What’s in it for me?
Whether you live, work, or own property in New York City, MGN's facilities benefit you directly. For all New Yorkers, distributed storage relieves pressure on the grid, reduces the need for costly infrastructure upgrades, and helps drive down energy costs over time. We are on target to start providing $700k/year of discounted power to low-income NYC ratepayers in 2027!
These facilities also reduce the need for gas peaker plants which emit pollution which has been shown to be dangerous to surrounding neighbors.

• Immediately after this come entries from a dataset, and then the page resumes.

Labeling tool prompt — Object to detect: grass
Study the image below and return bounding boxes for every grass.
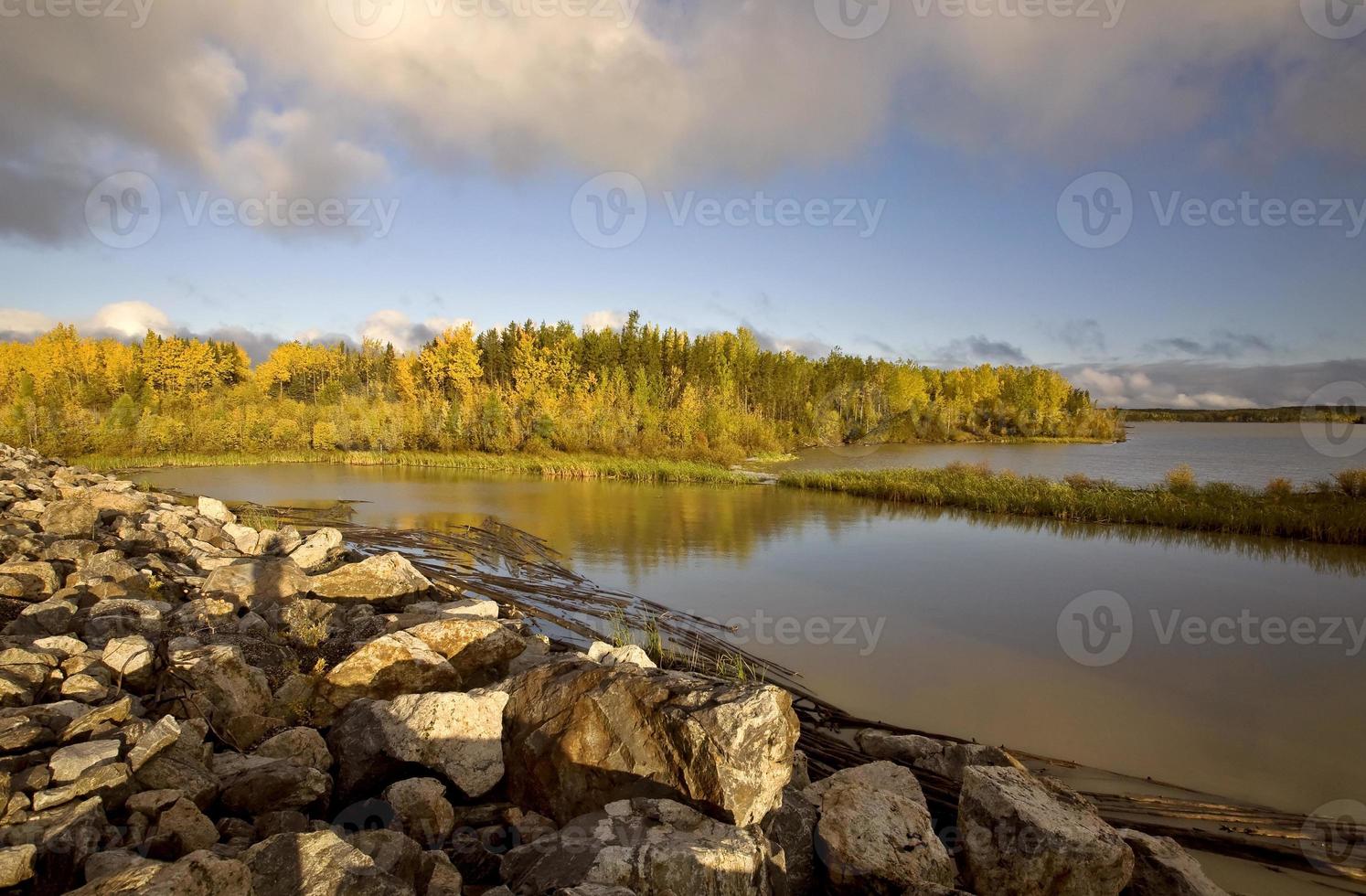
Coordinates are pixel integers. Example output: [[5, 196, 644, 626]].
[[779, 464, 1366, 545], [74, 451, 747, 485]]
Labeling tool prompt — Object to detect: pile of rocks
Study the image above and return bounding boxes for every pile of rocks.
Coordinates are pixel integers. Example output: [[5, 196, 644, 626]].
[[0, 445, 1219, 896]]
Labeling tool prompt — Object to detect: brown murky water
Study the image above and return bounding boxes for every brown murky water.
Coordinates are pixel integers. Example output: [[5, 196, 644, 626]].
[[149, 455, 1366, 825]]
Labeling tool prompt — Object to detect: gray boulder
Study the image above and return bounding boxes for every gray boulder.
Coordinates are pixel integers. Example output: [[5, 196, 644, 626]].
[[503, 799, 787, 896], [957, 766, 1134, 896], [328, 691, 508, 800], [1119, 829, 1228, 896], [803, 763, 957, 896], [855, 728, 1019, 784], [506, 660, 797, 825], [241, 830, 412, 896], [309, 552, 432, 601]]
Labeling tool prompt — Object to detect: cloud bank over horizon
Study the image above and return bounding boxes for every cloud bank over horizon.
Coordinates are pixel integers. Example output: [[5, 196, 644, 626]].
[[0, 302, 1366, 410], [0, 0, 1366, 243]]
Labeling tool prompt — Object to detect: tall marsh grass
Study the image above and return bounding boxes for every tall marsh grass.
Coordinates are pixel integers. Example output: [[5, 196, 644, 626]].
[[779, 464, 1366, 545], [74, 451, 747, 485]]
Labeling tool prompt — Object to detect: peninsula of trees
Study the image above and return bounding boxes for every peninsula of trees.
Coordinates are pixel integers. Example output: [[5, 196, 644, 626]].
[[0, 315, 1123, 463]]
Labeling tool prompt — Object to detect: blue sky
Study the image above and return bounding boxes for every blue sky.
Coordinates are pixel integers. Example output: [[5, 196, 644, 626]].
[[0, 0, 1366, 407]]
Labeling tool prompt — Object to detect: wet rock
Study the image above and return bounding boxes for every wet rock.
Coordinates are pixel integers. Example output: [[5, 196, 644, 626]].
[[130, 720, 219, 810], [957, 766, 1134, 896], [407, 617, 526, 687], [855, 728, 1019, 784], [128, 716, 180, 772], [5, 597, 77, 638], [251, 728, 332, 772], [589, 641, 658, 669], [72, 851, 252, 896], [241, 830, 412, 896], [417, 849, 464, 896], [197, 497, 238, 523], [761, 786, 819, 893], [318, 631, 460, 709], [61, 673, 110, 703], [171, 645, 271, 725], [1119, 829, 1228, 896], [144, 796, 219, 859], [38, 498, 100, 539], [0, 843, 38, 887], [309, 552, 432, 601], [0, 797, 108, 896], [503, 799, 787, 896], [48, 741, 123, 784], [328, 691, 508, 799], [384, 777, 455, 847], [0, 647, 58, 706], [803, 763, 957, 896], [202, 558, 309, 606], [290, 528, 342, 572], [346, 830, 423, 890], [33, 763, 133, 811], [506, 660, 797, 825], [213, 754, 332, 816], [0, 560, 61, 600], [100, 635, 157, 694]]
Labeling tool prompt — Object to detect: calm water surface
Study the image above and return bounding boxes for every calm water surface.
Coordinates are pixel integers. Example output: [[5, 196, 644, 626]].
[[150, 465, 1366, 825], [763, 423, 1366, 487]]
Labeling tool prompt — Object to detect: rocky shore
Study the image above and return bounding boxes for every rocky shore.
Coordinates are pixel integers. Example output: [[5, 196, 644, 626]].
[[0, 445, 1222, 896]]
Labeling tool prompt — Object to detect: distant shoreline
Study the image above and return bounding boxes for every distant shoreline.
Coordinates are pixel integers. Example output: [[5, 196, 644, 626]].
[[75, 451, 1366, 545], [1119, 406, 1366, 423]]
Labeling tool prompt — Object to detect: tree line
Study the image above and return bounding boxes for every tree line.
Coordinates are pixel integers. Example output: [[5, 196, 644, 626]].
[[0, 313, 1120, 462]]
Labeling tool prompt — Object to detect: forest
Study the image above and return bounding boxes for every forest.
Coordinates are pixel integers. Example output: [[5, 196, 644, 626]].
[[0, 313, 1123, 463]]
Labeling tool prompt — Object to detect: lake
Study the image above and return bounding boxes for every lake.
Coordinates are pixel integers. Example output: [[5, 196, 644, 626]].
[[139, 425, 1366, 892], [763, 422, 1366, 487]]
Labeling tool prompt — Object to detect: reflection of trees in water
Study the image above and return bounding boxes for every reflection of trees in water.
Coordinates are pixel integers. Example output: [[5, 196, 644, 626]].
[[374, 471, 1366, 576]]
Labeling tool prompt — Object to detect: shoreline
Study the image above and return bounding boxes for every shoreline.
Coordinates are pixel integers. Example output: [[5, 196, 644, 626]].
[[74, 451, 1366, 547]]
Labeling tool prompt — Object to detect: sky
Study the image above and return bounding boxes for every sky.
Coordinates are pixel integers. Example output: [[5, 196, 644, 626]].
[[0, 0, 1366, 407]]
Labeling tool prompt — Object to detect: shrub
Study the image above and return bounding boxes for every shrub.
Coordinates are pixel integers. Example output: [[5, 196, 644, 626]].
[[1062, 473, 1095, 492], [1333, 468, 1366, 497], [1266, 476, 1295, 504], [1167, 463, 1195, 492]]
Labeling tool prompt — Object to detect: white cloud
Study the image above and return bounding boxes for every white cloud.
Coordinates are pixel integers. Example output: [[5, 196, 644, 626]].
[[359, 309, 474, 351], [0, 309, 58, 338], [0, 0, 1350, 240], [583, 312, 627, 331], [83, 302, 171, 338]]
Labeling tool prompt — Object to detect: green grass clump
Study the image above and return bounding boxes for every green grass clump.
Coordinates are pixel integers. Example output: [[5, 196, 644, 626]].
[[78, 451, 747, 485], [779, 464, 1366, 545]]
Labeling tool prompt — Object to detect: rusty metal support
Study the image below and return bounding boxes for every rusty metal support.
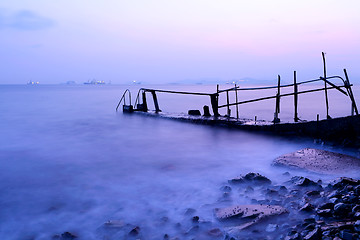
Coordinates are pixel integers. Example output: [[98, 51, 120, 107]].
[[294, 71, 299, 122], [210, 93, 220, 117], [273, 75, 280, 123], [151, 91, 161, 113], [321, 52, 331, 119], [235, 84, 239, 119], [142, 91, 148, 112], [226, 91, 231, 117], [344, 69, 359, 115]]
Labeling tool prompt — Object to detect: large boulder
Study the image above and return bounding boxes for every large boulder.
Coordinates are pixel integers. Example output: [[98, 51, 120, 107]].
[[273, 148, 360, 174]]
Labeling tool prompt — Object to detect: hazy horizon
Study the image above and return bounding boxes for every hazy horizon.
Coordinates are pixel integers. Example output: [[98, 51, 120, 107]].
[[0, 0, 360, 84]]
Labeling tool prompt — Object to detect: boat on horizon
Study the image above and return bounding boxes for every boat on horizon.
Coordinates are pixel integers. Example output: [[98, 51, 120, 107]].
[[116, 53, 360, 147]]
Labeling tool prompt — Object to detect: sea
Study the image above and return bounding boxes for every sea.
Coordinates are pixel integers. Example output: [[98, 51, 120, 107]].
[[0, 84, 360, 240]]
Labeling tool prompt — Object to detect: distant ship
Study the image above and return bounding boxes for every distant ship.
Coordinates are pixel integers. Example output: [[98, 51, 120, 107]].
[[27, 81, 40, 85], [84, 79, 106, 85]]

That's not an abstraction. It's a measurable improvement in air quality, grid reliability, and long-term economic opportunity for the people who call this city home.
For property owners who host our facilities, it means increased real estate value and a new, long-term source of lease income — on parcels that might otherwise sit underutilized.
Could a battery fire cause an explosion or a "mini-Chernobyl?
This concern comes up often and deserves a direct answer. Battery storage facilities do not contain flammable gas, radioactive material, or explosive chemicals. The real comparison isn't Chernobyl — it's the gas peaker plants that currently sit in many of these same neighborhoods, burning fossil fuels and releasing NOx, particulate matter, and CO2 into the air that local residents breathe every day. MGN's facilities replace those plants. In the rare event of a thermal incident in a battery cell, our multi-layer suppression systems, separated cell architecture, and FDNY-coordinated emergency plans contain it immediately. The risk profile of battery storage is orders of magnitude lower than the gas infrastructure it replaces.
How does battery storage reduce the cost of electricity?
New York's grid was built decades ago and today operates well below its potential capacity — meaning ratepayers are paying for infrastructure that isn't being fully used. Battery storage fixes this by shifting energy consumption to off-peak hours when the grid is underutilized and dispatching it back during peak demand when power is most expensive. This reduces the need for costly infrastructure upgrades and eliminates the need to fire up expensive peaker plants. The result is a more efficient grid that costs less to operate — and those savings flow directly to ratepayers.